Spéc., ART CULIN. Garnir une viande, une volaille, un gibier de bandes de lard :
2. Tel bâtit des palais qui couche sur la dure, tel barde des faisans qui n'a pas déjeuné! ... Bouilhet, Melaenis,1857, p. 182.
P. métaph. :
3. Il existe donc un perpétuel combat entre le public retardataire qui se refuse à payer les contributions parisiennes, et les percepteurs qui, vivant de leurs recettes, lardent le public d'idées nouvelles, le bardent d'entreprises, le rôtissent de prospectus, l'embrochent de flatteries, et finissent par le manger à quelque nouvelle sauce dans laquelle il s'empêtre, et dont il se grise, comme une mouche de sa plombagine. Balzac, Gaudissart II,1844, p. 10.

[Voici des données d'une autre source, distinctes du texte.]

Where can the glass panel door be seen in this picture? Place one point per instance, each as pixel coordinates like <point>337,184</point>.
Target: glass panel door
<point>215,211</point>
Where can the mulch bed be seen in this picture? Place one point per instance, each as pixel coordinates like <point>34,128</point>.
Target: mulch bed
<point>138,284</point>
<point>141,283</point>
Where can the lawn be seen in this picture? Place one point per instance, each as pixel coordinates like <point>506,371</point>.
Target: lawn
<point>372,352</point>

2. P. métaph. ou au fig. :
4. La cuirasse toute chargée d'histoire et d'allégories, qui bardent l'empereur de bas-reliefs, dont la saillie d'art rappelle le casque du centurion de Pompéi, et dont les couleurs effacées, délavées, font songer au rose pâle des vieux ivoires. E. et J. de Goncourt, Journal,1867, p. 336.

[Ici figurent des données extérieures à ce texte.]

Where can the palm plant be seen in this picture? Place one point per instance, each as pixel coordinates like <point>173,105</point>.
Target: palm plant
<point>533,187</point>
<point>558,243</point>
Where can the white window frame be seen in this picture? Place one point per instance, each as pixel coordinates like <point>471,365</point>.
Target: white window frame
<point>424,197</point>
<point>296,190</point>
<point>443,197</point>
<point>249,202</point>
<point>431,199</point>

5. Nouvel ami, il entendait me gaver de gâteaux, me barder de cigares. Céline, Voyage au bout de la nuit,1932, p. 271.
Rem. En ce sens, barder s'emploie fréquemment à la forme passive; barder finit par ne plus signifier qu'« avoir en abondance » :
6. Un curieux défilé, que celui de tous les gens, hommes et femmes, revenant du pont de Neuilly. Tout le monde est bardé de sacs, de nécessaires, de poches, qu'on voit gonflées de quelque chose qui se mange. E. et J. de Goncourt, Journal,1871, p. 736.

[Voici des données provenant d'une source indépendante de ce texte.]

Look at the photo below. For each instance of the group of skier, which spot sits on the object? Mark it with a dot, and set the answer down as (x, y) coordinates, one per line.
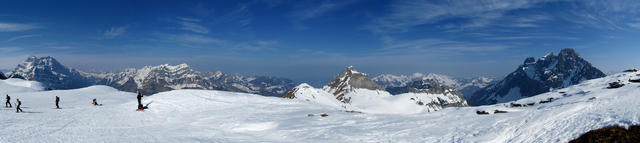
(94, 102)
(18, 102)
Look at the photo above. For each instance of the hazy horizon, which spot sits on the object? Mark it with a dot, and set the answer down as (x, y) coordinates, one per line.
(311, 41)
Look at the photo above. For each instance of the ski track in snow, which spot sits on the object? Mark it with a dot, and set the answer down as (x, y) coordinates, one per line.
(218, 116)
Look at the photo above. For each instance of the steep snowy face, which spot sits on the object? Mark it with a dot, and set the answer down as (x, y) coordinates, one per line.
(153, 79)
(448, 96)
(349, 80)
(2, 77)
(465, 85)
(263, 85)
(536, 77)
(306, 92)
(389, 80)
(51, 73)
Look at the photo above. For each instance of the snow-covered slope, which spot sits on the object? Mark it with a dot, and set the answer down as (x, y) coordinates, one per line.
(217, 116)
(535, 77)
(2, 76)
(149, 79)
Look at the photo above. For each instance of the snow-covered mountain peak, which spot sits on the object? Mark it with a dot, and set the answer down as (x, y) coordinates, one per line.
(532, 78)
(56, 75)
(349, 80)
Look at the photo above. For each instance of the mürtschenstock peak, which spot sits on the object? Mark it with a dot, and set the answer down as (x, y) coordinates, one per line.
(51, 73)
(347, 81)
(536, 77)
(2, 76)
(149, 79)
(351, 90)
(451, 96)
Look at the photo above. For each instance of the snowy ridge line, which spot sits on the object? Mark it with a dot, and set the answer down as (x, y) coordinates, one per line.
(217, 116)
(149, 79)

7. C'est facile de demander et de redemander des histoires de guerre. Ces compagnons-là en étaient bardés. Je pouvais me croire revenu aux plus beaux jours de l'hôpital. Céline, Voyage au bout de la nuit,1932, p. 153.
II.− Emploi pronom. Se couvrir d'une cuirasse; se protéger :
8. Il [Angelo] dédaigna le plastron et garda le masque relevé dans ses cheveux... « Ça coupe, dit le sergent qui, lui s'était bardé. Vous m'embarrassez beaucoup. Je n'oserai pas tailler. » Giono, Angelo,1958, p. 223.
P. métaph. :
9. En proie à des remords rendus cuisants par sa religiosité qui lui conservait la notion du péché, il priait, pleurait, se bardait de résolution et une nuque ou un bout de jupe relevée le rendait au rut. J. Péladan, Le Vice suprême,1884, p. 294.
10. Volontiers familier, Vime savait à l'occasion se barder de gravité... − Mes félicitations, monsieur, dit-il, en décapuchonnant son stylo. H. Bazin, La Barbe,1957, p. 31.
Au fig. :
11. ... On fut cruel pour toi? Sois indulgent et juste; Rends le bien pour le mal, c'est le vrai talion. Mais, t'étant bien bardé le cœur d'orgueil robuste, Va! calme comme un sage et seul comme un lion. F. Coppée, Poésies complètes,1865-1908, p. 115.
12. Et par exemple, il en est de ce « moralisme » chez Beethoven, comme chez Tolstoï. Tolstoï s'en bardait et s'en sanglait, pour combattre contre sa nature. Beethoven s'y raidissait, pour ne pas succomber dans le combat contre le sort. Dans les deux cas, c'est une armure, qui déforme les membres, mais qui aide à vivre. R. Rolland, Beethoven,t. 1, 1928, p. 56.
P. ext. Se couvrir, se vêtir :
13. En s'introduisant dans cette défroque, le baron se disait qu'il eût été sans doute plus glorieux de se barder de buffle et de fer comme ses ancêtres que de se travestir à l'histrionne pour représenter un faux brave, lui qui était un véritable vaillant capable de prouesses et de coups de main héroïques; ... T. Gautier, Le Capitaine Fracasse,1863, p. 178.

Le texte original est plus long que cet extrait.